L'EFCTC invite à dire « Non ! »
L'EFCTC a donc lancé une campagne de sensibilisation à l'attention de tous les acteurs de la chaîne de valeur des HFC, invités à s’engager autour du hashtag #SayNoToIllegalHFCs. Une façon de dire « non » au marché noir des hydrofluorocarbures.
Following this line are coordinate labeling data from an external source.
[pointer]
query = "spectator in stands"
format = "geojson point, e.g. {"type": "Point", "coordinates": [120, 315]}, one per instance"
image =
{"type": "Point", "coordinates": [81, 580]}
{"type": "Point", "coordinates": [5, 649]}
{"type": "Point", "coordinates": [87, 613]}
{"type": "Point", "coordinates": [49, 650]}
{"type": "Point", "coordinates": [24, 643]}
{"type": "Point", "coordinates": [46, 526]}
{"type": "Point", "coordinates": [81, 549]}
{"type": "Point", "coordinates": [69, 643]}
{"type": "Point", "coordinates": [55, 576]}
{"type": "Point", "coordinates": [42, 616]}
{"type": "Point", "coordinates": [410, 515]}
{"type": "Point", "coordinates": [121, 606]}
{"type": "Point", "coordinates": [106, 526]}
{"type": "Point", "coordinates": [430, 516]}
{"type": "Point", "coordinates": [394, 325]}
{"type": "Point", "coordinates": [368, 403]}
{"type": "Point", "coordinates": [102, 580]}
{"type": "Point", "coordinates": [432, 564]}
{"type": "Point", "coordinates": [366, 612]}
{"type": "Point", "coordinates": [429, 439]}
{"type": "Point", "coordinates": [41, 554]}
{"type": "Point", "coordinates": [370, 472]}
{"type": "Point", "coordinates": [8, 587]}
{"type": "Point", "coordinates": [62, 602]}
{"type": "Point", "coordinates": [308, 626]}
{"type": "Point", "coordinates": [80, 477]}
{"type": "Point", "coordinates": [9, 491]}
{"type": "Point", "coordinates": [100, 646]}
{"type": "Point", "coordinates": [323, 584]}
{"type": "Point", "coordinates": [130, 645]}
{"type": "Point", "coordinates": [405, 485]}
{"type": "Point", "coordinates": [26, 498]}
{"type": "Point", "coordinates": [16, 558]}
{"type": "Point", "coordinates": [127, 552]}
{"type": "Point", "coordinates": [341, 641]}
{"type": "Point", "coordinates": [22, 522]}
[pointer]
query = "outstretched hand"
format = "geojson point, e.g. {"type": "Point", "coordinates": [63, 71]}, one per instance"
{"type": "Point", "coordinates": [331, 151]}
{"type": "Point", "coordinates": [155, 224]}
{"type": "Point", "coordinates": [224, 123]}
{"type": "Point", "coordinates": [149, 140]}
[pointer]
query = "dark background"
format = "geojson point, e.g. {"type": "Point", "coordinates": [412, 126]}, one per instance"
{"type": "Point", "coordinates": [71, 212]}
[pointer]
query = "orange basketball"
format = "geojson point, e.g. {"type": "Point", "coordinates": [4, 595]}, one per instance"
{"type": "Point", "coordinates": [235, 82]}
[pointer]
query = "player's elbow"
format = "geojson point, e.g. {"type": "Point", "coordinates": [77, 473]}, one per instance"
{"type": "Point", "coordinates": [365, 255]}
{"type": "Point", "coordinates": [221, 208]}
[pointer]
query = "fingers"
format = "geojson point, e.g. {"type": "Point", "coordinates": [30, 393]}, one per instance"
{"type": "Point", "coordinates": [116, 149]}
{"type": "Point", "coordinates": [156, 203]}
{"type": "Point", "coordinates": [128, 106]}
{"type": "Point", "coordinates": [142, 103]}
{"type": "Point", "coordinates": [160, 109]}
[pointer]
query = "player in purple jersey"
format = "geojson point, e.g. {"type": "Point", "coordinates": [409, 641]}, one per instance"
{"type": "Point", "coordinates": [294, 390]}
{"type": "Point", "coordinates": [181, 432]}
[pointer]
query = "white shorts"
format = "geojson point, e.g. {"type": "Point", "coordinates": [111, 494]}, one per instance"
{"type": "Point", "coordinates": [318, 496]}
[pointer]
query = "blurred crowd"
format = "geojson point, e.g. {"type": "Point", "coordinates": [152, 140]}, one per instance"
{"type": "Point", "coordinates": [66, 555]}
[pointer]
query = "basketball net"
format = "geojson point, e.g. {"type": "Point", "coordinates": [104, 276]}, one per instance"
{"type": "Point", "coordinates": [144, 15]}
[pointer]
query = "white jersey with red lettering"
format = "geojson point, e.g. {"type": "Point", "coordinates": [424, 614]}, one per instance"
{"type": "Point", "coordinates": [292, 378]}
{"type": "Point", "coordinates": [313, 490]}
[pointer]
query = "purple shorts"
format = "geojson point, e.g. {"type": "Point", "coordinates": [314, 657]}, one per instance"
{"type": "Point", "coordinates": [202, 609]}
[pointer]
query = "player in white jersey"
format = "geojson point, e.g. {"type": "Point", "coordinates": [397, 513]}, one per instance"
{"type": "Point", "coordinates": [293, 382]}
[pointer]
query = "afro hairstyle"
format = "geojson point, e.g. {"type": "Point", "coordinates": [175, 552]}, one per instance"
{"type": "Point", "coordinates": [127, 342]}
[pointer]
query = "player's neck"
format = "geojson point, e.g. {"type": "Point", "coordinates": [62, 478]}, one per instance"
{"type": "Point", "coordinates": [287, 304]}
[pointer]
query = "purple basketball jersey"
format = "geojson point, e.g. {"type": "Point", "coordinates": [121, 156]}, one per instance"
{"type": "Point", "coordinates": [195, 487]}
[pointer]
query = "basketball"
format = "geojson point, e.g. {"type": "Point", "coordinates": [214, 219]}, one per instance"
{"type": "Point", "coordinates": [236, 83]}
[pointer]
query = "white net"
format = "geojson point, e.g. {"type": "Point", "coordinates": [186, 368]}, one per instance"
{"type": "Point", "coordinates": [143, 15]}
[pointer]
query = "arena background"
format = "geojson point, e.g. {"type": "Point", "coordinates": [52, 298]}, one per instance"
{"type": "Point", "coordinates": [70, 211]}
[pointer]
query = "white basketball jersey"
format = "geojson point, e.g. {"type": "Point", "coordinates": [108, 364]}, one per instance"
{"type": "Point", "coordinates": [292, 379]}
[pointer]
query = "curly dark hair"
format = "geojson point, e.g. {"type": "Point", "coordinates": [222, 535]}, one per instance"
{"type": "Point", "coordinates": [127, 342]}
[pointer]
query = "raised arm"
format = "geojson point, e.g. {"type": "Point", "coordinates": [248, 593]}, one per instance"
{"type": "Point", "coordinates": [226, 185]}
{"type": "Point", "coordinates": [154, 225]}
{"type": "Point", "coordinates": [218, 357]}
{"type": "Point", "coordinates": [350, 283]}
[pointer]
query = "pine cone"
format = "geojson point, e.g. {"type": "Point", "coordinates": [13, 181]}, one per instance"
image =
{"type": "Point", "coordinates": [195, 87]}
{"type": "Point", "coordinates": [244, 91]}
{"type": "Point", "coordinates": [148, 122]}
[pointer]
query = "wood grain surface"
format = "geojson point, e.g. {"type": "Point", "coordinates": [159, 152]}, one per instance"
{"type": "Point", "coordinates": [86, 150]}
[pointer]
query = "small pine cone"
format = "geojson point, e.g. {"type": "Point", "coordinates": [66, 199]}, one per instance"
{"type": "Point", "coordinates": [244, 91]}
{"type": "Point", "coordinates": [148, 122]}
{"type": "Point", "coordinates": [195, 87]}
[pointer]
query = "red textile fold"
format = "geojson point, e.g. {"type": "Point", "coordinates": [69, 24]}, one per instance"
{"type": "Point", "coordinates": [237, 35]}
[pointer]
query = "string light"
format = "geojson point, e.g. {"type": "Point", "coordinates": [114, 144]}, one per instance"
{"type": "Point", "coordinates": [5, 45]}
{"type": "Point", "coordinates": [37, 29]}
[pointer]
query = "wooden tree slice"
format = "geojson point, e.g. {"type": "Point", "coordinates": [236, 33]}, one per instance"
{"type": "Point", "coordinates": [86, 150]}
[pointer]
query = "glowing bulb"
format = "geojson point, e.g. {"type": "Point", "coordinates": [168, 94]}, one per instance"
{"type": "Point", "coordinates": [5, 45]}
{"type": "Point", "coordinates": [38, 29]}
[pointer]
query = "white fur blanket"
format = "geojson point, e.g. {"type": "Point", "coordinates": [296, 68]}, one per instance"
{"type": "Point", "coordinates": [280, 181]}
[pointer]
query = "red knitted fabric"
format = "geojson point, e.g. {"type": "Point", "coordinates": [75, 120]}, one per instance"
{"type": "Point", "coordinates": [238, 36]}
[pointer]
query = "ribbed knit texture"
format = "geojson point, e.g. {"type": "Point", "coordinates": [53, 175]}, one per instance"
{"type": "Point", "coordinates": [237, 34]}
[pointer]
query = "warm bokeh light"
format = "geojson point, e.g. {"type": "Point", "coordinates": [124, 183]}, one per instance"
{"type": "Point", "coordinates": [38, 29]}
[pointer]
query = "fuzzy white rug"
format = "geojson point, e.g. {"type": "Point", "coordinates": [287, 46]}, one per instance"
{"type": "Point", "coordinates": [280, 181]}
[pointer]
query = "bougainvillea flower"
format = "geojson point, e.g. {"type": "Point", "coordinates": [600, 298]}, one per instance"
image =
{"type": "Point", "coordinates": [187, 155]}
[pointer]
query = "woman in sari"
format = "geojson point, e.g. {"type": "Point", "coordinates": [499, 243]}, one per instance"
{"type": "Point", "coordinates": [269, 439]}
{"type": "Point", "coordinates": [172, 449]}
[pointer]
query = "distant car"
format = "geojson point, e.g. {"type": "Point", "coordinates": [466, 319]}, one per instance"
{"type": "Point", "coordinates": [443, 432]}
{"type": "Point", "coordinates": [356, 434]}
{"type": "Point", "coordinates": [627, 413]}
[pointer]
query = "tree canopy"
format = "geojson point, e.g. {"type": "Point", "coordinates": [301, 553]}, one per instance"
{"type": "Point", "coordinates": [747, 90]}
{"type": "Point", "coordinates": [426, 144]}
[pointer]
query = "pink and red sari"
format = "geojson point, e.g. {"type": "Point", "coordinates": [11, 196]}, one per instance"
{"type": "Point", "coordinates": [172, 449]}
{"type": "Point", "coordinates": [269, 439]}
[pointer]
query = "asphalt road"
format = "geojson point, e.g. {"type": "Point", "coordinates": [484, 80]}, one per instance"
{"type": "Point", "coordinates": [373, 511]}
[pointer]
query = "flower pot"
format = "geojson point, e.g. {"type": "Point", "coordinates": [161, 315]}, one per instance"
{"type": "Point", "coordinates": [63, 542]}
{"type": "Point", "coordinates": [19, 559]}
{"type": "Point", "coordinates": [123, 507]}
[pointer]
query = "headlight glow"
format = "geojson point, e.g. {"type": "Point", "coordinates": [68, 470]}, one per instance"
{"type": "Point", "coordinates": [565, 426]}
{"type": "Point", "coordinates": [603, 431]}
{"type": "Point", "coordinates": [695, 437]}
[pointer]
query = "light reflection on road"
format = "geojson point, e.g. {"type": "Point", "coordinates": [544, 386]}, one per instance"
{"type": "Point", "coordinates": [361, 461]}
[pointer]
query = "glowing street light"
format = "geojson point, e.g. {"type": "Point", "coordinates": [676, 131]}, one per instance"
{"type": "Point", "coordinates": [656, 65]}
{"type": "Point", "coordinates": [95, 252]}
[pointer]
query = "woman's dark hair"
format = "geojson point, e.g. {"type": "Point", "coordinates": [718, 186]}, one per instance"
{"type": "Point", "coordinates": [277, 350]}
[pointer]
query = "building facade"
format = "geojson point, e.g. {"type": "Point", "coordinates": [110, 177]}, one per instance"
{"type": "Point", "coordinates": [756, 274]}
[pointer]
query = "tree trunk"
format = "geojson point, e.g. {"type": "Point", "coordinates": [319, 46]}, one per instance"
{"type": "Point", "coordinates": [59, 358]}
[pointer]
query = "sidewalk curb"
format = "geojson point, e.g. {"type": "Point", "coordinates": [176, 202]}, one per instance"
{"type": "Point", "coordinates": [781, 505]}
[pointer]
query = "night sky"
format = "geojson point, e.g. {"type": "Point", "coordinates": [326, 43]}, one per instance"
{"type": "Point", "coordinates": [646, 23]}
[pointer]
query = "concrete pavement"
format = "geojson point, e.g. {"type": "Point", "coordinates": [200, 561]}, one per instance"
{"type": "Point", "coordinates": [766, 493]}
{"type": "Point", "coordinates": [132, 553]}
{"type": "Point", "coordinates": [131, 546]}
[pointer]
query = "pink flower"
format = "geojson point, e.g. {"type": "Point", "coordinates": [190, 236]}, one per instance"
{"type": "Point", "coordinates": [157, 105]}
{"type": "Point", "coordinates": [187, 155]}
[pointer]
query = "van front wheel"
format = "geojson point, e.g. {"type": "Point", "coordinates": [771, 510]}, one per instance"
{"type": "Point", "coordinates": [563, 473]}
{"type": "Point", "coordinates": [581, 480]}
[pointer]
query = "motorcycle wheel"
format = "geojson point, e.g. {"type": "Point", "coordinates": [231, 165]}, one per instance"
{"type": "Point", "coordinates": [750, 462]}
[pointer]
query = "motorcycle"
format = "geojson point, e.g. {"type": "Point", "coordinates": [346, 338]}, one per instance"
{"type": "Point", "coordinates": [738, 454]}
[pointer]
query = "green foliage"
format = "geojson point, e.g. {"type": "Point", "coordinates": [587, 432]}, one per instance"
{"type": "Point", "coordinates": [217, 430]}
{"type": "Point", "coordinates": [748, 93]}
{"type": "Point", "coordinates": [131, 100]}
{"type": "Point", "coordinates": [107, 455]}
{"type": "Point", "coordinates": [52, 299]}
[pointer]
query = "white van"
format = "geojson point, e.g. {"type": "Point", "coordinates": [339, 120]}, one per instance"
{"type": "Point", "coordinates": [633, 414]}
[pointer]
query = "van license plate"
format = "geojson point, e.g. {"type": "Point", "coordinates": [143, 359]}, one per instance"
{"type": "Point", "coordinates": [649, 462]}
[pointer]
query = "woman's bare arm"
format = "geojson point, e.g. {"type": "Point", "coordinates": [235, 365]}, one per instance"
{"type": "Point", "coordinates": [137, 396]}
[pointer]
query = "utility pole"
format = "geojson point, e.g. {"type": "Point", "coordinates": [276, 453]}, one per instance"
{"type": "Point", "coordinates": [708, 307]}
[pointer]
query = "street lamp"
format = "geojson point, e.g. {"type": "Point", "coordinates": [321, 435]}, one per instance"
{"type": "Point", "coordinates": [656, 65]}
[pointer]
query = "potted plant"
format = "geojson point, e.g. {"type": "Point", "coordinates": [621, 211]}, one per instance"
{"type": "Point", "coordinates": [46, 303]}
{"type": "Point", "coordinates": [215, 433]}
En effet, l'organisme assure que, des producteurs, importateurs, distributeurs, fournisseurs aux utilisateurs finaux, chacun peut jouer son rôle pour détecter et signaler les produits illégaux, lorsqu'il achète, assure la maintenance ou vend des HFC. Les signataires peuvent s'inscrire en tant que particuliers ou en tant qu'entreprises.
Une façon de freiner un marché noir des HFC importés illégalement qui, en 2018, contribuait à hauteur de 34 millions de tonnes d'équivalent CO₂ Ce qui, selon l'EFCTC, « est comparable à soit 33 % du quota légal autorisé en 2018 ou aux émissions de 25 millions de voitures neuves sur les routes de l'UE, soit plus que la quantité totale de voitures circulant aujourd'hui en Espagne ».
Selon une enquête de l'Agence d'investigation environnementale (EIA), 83 % des membres de la chaîne de valeur des réfrigérants connaissent le commerce illégal des HFC et 72 % se sont vu proposer des bouteilles jetables, bien que celles-ci soient interdites en Europe depuis 2006.
L'EFCTC invite à tracer les flux d'hydrofluorocarbures afin d'endiguer le marché noir.